The remainder of the day went quickly. Wednesday dawned bright and clear, another operating day.
'Morning, lovely Sophie,' Rick said cheerfully as they all met once again in the scrub room outside room four in the operating suite. Clay felt that he practically lived in that place—he certainly spent long hours there. It was nice, he realized as he tied on the usual face mask, to see Sophie again. His interest quickened as his eyes lighted on her trim figure as she washed her hands for his first case.
'Morning, Dr Sommers.' She smiled. 'Morning, Dr Sotheby.' Her hair was shoved up into one of those unbecoming paper caps, her face obscured by the mask and goggles as usual, yet he sensed a softening in her body language.
'Good morning,' he said. 'I see I've got you for another gut resection.'
'Yes. I've got to the point where I could do it in my sleep, I think,' she said lightly. 'But one mustn't be complacent, I guess.'
Rick went out to have a few words with the patient who was on the operating table, waiting to have the anaesthetic. Seeing him go, Clay wondered whether Rick had an intimation that he, Clay, was becoming more than ordinarily aware of Sophie and was giving him a rare few minutes alone with her. No time like the present, Clay thought.
'I've been wanting to tell you again how much I enjoyed our date,' he said. 'I would have called you, but your number is rather hard to get. The OR staff won't give it out, of course.'
'No—otherwise any Tom, Dick or Harry could get hold of it.' She laughed.

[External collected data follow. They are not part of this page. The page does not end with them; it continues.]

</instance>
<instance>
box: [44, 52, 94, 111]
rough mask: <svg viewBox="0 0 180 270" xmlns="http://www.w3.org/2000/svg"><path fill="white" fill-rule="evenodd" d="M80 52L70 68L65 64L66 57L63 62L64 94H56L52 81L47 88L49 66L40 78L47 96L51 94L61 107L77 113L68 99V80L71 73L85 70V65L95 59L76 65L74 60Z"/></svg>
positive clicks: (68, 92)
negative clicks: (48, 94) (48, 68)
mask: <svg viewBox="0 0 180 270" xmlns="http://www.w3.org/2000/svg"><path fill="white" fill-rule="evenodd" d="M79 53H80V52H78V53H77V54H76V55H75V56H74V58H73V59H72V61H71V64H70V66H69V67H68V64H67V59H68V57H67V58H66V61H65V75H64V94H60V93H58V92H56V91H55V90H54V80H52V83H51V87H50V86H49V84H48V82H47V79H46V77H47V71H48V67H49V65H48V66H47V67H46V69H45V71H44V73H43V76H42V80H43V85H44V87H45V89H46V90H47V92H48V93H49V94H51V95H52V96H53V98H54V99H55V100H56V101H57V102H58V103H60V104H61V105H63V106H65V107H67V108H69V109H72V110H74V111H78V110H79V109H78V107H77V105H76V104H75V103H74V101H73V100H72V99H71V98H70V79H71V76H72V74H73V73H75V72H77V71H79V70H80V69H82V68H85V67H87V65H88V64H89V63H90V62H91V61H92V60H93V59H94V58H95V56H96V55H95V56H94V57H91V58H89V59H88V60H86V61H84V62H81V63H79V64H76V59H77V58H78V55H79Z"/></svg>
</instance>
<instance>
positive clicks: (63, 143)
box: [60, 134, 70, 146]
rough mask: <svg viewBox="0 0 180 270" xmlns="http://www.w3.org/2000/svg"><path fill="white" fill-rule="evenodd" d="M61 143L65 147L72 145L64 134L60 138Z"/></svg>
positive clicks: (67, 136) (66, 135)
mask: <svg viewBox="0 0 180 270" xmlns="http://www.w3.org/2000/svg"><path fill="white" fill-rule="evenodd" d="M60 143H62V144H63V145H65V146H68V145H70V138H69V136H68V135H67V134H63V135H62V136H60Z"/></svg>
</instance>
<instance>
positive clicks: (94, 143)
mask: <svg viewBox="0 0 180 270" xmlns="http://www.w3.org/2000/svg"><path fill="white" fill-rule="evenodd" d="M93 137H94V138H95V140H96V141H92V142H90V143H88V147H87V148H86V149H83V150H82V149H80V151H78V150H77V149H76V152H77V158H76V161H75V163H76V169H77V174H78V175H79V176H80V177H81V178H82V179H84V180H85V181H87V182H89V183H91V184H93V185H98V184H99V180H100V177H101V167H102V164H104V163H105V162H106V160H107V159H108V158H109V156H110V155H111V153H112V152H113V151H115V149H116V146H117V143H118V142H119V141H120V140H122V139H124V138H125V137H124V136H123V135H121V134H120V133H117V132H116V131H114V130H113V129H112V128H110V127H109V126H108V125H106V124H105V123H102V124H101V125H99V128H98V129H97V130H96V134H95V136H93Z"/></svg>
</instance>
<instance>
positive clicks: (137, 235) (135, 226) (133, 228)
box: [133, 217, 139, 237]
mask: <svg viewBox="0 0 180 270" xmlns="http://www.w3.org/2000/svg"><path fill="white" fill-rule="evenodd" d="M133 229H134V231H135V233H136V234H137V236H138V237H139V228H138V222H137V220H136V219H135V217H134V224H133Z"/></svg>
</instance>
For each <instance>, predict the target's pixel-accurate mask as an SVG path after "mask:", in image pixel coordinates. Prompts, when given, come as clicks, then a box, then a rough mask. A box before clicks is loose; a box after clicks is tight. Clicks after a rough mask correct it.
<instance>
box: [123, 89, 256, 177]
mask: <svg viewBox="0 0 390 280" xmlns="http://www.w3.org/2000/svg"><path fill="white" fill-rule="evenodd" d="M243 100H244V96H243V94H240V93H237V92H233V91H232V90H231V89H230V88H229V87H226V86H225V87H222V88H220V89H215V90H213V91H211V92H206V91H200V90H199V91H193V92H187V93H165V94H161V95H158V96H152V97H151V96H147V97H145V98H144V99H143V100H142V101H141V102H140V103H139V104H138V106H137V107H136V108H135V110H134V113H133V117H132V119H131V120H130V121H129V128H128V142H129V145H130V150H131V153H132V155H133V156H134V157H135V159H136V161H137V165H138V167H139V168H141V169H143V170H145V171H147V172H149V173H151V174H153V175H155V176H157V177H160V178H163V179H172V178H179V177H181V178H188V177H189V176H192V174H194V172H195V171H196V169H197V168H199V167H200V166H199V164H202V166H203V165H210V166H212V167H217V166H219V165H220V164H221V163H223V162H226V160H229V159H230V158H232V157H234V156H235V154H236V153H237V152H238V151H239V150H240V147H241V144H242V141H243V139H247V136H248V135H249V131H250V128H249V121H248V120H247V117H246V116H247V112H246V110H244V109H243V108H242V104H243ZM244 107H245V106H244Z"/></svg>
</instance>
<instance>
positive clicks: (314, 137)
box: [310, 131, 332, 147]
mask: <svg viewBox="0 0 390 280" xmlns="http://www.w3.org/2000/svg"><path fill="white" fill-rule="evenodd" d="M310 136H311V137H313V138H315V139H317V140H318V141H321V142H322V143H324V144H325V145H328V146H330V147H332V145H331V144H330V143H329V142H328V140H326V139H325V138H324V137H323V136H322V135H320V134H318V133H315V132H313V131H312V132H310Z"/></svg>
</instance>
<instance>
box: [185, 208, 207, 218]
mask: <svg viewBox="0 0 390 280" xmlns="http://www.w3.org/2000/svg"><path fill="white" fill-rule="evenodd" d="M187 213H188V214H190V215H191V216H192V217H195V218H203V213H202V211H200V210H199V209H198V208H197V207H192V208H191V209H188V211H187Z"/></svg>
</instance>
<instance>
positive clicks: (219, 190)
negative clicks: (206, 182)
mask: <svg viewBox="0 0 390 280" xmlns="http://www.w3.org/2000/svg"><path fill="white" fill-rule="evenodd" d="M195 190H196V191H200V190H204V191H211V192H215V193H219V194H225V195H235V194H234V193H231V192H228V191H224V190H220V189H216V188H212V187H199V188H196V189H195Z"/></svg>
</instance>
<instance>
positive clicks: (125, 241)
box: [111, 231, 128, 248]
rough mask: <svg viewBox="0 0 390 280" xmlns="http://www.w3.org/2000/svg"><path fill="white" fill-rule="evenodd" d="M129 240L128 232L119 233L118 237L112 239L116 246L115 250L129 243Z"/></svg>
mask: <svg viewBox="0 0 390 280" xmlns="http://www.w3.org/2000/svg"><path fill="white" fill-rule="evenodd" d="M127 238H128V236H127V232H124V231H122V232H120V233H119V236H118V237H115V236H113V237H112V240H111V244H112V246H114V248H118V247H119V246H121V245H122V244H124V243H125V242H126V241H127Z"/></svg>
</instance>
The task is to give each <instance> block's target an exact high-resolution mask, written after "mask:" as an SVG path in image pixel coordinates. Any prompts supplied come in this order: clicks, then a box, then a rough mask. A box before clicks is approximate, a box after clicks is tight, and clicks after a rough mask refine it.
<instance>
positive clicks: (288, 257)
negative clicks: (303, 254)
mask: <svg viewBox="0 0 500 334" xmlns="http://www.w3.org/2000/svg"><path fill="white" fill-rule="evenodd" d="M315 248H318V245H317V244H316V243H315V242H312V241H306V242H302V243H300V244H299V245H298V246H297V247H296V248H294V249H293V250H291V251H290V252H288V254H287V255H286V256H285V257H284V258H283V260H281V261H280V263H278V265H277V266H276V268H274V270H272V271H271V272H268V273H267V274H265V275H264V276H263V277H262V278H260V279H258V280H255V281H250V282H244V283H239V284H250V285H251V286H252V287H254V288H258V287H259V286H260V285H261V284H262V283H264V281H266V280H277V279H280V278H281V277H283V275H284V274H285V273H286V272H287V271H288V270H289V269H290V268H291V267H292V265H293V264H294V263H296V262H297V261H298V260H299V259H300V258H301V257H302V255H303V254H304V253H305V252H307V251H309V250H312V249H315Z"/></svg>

'Do you mind if I have it?' he said baldly, knowing that she had to go in a moment to prepare for his case.
'Well...no, I don't mind,' she said, with no particular inflection in her voice, so that he couldn't tell what she was thinking. 'I'll give it to you later on.'
'Will you come out to dinner with me again some time, Sophie?' he found himself saying, without having planned it. Again he felt a slight sense of dissonance, as though someone else were speaking for him. At that moment, Rick returned hurriedly to begin scrubbing.
'Um...' Sophie looked at Clay. 'Yes, all right,' she said. 'I...guess I'll speak to you later.' With that, she turned off the taps with her elbows and backed through the swing door into the operating room.
If Rick picked up any vibes, he was too tactful to indicate the fact as he busily tore open a packet containing a sterile scrub brush and then let water pour over his hands and arms. 'Any news about the chief's job, sir?' he said. 'I guess the search committee is gearing up to do their thing.'
'They have all the paperwork they need,' Clay said. 'Now it's up to the fates.'
During a coffee-break, after the first case, Sophie handed him a piece of folded paper as they were both about to enter the coffee-room for the short break. 'This is my number,' she said, giving it to him quickly. 'Please, don't let anybody else have it.'
'I won't. May I call you this evening?'
Sophie nodded, then went ahead of him into the coffee-room. Clay saw that her face was slightly flushed.
When they were in the same room these days he felt his eyes straying more and more in her direction, and he chided himself for it. He had a perfectly good relationship with Dawn. He definitely didn't want to get involved with another woman, who would undoubtedly complicate his life, he chastised himself somewhat irritably, at a time when he was preparing more and more to concentrate on his career.
All he really wanted, he told himself as he poured himself coffee, was a good sexual relationship with a mature woman—one who would want the same things that he wanted, who wouldn't demand anything else.
As he drank his coffee, standing up, he saw that one of the other young surgeons was talking to Sophie and that she was laughing. A sudden, irrational stab of jealousy took him by surprise, so that he had to turn away from them. The remark she'd made, that men wanting to make love to her was an occupational hazard, came back to him. For once, he knew that he didn't have a clear field.
Quickly he swallowed the last mouthful of coffee and left the room, dragging his concentration back firmly to his next case on the operating list.